Project 1

The goal of the project is to predict house prices in Ames, Iowa. In order to do this, I estimated a number of different model specifications using regressions, Lasso, and ridge regressions.

Models being considered

In order to do this, I considered 7 different specifications (even though only 5 were required). These are provided in Table 1.

library(haven)
library(tidyverse)
library(glmnetUtils)
library(formula.tools)
library(BMisc)
library(kableExtra)

form1 <- SalePrice ~ as.factor(Neighborhood)
form2 <- SalePrice ~ GrLivArea
form3 <- SalePrice ~ as.factor(OverallQual)
form4 <- SalePrice ~ as.factor(Neighborhood) + LotArea + GrLivArea +
  YearBuilt
form5 <- SalePrice ~ as.factor(Neighborhood) + LotArea + GrLivArea +
  YearBuilt + as.factor(BldgType) + as.factor(LotShape) +
  as.factor(LandContour) + as.factor(LandSlope) 
form6 <- SalePrice ~ (as.factor(Neighborhood) + LotArea + GrLivArea +
                        YearBuilt)^2
form7 <- SalePrice ~ (as.factor(Neighborhood) + LotArea + GrLivArea +
                        YearBuilt)^3

# print formulas
form_list <- unlist(lapply(list(form1,form2,form3,form4,form5,form6,form7), function(form) as.character((form))))
model_names <- paste0("Model ", seq(1,7))
tab1 <- data.frame(model_names, form_list)
kbl(tab1, col.names=c("", "Formula")) %>%
  kable_styling("striped", full_width=T) %>%
  column_spec(1, width="1in")
Formula
Model 1 SalePrice ~ as.factor(Neighborhood)
Model 2 SalePrice ~ GrLivArea
Model 3 SalePrice ~ as.factor(OverallQual)
Model 4 SalePrice ~ as.factor(Neighborhood) + LotArea + GrLivArea + YearBuilt
Model 5 SalePrice ~ as.factor(Neighborhood) + LotArea + GrLivArea + YearBuilt + as.factor(BldgType) + as.factor(LotShape) + as.factor(LandContour) + as.factor(LandSlope)
Model 6 SalePrice ~ (as.factor(Neighborhood) + LotArea + GrLivArea + YearBuilt)^2
Model 7 SalePrice ~ (as.factor(Neighborhood) + LotArea + GrLivArea + YearBuilt)^3

Models 1-3 are very simple models that only include one regressor: Neighborhood, number of square feet of the house, and a measure of overall quality of the house, respectively. I suspect that each of these regressors are useful for predicting house prices, but that more complicated models are likely to predict better than these simple models. Model 4 includes neighborhood, lot size, square feet, and the year the house was built. Model 6 includes the same regressors but also all of their interactions and squared terms (this ends up including 103 regressors, which seems like a lot especially when we have just 1000 observations), and Model 7 includes the same but also all of their interactions, second order interactions, and cubic terms (this ends up being 176 total regressors). Model 5 adds to Model 4 lot shape, land contour, and land slope. It is less clear to me if these variables will be predictive of the price at which a house sells, but perhaps worth considering.

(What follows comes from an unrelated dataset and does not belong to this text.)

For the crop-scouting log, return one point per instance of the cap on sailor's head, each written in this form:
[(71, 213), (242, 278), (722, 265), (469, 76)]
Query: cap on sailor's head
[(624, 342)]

I estimated each of these models using a standard regression and additionally estimated models 5 and 7 using Lasso and ridge regressions.

Results using training data

To start with, I estimated each model using the training data only and computed \(R^2\), adjusted \(R^2\), AIC, BIC, and the cross-validation criteria (using 10-fold cross-validation). These results are provided next.

train <- read.csv("house_price_train.csv")

# assign folds for cross validation
set.seed(1234)
J <- 10
n <- nrow(train)
train$fold <- sample(1:J, size=n, replace=TRUE)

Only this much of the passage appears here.